Les arrêts de travail dans le Finistère. Une étude sociologique sur les processus de constructions de l’arrêt de travail
Contexte et constats

Les CPAM s’inscrivent dans une politique nationale de gestion de l’assurance maladie, la question des dépenses étant centrale depuis plusieurs années. Il s’agit dans cette perspective de tendre vers une maîtrise des soins au moindre coût. Les CPAM font l’objet d’un suivi par la CNAMTS à partir d’un certain nombre d’indicateurs parmi lesquels les arrêts de travail. Globalement, la région Bretagne connaît davantage d’arrêts de travail que le reste de la France en nombre et en durée. Parmi les départements bretons, le Finistère est celui où les arrêts en durée et en nombre sont les plus importants.
Un tissu économique spécifique… Mais qui n’explique pas tout
L’économie bretonne se caractérise par des secteurs connus pour leur pénibilité et leur instabilité d’emploi (agroalimentaire, tourisme), il est hautement probable que le tissu industriel explique en partie le phénomène. Cependant, l’explication reste insuffisante puisqu’il s’étend au secteur tertiaire. Autrement dit, le phénomène ne s’explique pas uniquement par le secteur d’activité ou par la forme d’organisation du travail.
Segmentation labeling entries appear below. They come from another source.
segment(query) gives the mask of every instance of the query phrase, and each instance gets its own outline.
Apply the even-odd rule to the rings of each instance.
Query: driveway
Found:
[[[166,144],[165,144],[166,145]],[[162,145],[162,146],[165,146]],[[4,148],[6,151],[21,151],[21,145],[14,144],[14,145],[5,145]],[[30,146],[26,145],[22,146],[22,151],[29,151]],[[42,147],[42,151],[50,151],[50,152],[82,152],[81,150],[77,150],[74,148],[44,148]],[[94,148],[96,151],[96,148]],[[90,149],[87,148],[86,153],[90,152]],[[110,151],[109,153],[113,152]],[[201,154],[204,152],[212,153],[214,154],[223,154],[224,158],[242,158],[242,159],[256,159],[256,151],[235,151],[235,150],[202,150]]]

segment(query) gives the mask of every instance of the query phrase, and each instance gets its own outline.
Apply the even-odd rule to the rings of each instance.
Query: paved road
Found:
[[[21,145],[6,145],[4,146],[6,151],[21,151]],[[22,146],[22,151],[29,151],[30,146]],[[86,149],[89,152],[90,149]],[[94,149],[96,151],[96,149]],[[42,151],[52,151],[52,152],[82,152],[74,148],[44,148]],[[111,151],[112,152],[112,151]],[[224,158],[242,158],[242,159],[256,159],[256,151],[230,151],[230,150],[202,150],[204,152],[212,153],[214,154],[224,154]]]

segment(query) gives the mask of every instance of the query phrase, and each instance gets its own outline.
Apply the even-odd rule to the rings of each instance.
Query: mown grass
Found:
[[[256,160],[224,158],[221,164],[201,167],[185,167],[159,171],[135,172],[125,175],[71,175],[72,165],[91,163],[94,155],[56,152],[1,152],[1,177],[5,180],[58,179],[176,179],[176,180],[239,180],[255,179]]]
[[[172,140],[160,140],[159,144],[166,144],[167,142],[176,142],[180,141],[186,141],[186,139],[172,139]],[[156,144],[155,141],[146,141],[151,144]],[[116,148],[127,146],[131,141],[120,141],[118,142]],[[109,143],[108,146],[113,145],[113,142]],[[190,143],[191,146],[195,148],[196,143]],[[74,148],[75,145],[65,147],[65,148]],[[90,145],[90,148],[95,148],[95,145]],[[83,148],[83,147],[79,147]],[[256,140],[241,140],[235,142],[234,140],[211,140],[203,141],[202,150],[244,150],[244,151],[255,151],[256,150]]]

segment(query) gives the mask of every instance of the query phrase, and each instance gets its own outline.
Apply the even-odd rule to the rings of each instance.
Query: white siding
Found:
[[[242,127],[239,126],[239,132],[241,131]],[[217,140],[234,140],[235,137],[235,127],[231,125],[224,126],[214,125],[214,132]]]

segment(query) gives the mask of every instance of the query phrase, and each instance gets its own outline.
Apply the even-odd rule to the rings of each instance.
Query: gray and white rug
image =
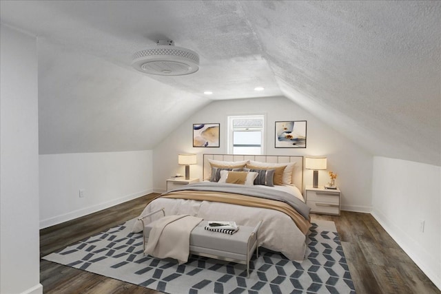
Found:
[[[355,293],[333,222],[314,220],[307,258],[298,263],[260,250],[246,266],[192,255],[178,265],[143,254],[134,220],[43,259],[167,293]]]

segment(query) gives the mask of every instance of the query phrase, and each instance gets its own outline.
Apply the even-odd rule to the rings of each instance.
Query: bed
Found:
[[[258,246],[301,261],[311,226],[300,192],[302,171],[302,156],[204,154],[202,182],[162,194],[140,217],[163,208],[165,215],[234,221],[239,227],[254,227],[262,220]],[[154,220],[154,215],[145,220]],[[133,231],[142,229],[137,221]]]

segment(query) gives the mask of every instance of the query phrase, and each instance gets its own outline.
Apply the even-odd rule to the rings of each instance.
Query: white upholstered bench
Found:
[[[144,249],[148,241],[150,230],[154,224],[154,222],[145,223],[144,219],[161,211],[165,216],[165,213],[162,209],[139,218],[144,228]],[[239,230],[232,235],[206,230],[204,228],[207,224],[207,220],[203,220],[192,231],[190,254],[246,264],[247,277],[249,277],[249,260],[254,250],[256,256],[258,256],[257,233],[262,221],[254,227],[239,226]]]

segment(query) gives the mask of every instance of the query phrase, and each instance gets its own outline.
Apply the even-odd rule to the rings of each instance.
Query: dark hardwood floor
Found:
[[[40,256],[138,216],[152,193],[40,231]],[[312,215],[335,222],[357,293],[441,293],[368,213]],[[41,260],[45,293],[158,293],[143,287]]]

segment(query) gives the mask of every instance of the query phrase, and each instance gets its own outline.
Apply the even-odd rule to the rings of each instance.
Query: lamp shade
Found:
[[[178,154],[178,164],[183,165],[196,165],[196,154]]]
[[[326,157],[305,157],[305,167],[307,169],[326,169]]]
Il est fort probable qu’il faille rechercher les explications du côté des transformations que ces organisations connaissent.
Néanmoins, l’arrêt de travail ne peut se limiter aux formes contraintes résultant de l’organisation du travail.
Un phénomène à situer dans une configuration précise
L’arrêt de travail ne peut se comprendre sans se référer à un contexte précis. Dans le cas de la France et notamment de la demande de la CPAM 29, on ne peut faire abstraction des éléments suivants :
La place des prescripteurs, à savoir les médecins : en effet, on ne peut éluder la question du rapport que les médecins entretiennent avec leurs patients et la définition qu’ils ont de l’arrêt de travail. Par ailleurs, ces médecins s’inscrivent dans un « réseau » de relations avec d’autres médecins (spécialistes) avec lesquelles ils développent de relations plus au moins symétriques. Il est important dans le projet d’étude de bien cerner l’arrêt de travail à partir de la fonction et du rôle de prescripteur. La question sous-jacente est la manière dont les médecins s’approprient la fonction de l’arrêt de travail et quel sens lui confèrent-ils.
L’attitude et le parcours des assurés sociaux : l’arrêt de travail est « octroyé » à un (e) assuré (e) social (e). Par conséquent, le projet d’étude ne peut faire l’économie d’une analyse des raisons ayant conduit les assurés à demander un arrêt de travail. De même, de caractéristiques et de sa situation en termes de couverture sociale (question du non-recours par exemple, de délai de demande d’arrêts, etc.).
 Les arrêts de travail s’inscrivent dans un univers politico-administratif : l’existence des arrêts de travail évolue dans un contexte organisationnel et administratif spécifique. La fonction et le rôle de la CPAM et du service du contrôle médical ne peuvent être écartés pour comprendre le phénomène en question. Ces deux organismes ont mis en place une palette de dispositifs pour « suivre » les arrêts, pour contrôler les usages, pour lutter contre la fraude, etc. Par conséquent, il convient d’inscrire le projet dans les politiques nationales et locales de suivi de maîtrise de dépenses.
Ces éléments alimentent l’idée que l’arrêt de travail résulte d’un processus de « construction sociale » qu’il convient de comprendre. Il ne s’agit pas d’une réalité « objective » facilement mesurable car il résulte de l’intervention d’une série d’acteurs et d’un cadre administratif spécifique. Par construction sociale, on attire l’attention sur le fait que l’arrêt de travail existe à l’issue d’un processus qu’il convient de cerner et dont il faut comprendre les mécanismes. Dans quelle mesure les conditions de travail des assurés sociaux expliquent-elles les demandes d’arrêt de travail ? Comment celles-ci sont-elles négociées entre médecins et assurés ? Par ailleurs, comment ces arrêts sont-ils traités par la CPAM ? S’agit-il de seuls critères rentrant en compte dans la construction de l’arrêt de travail ?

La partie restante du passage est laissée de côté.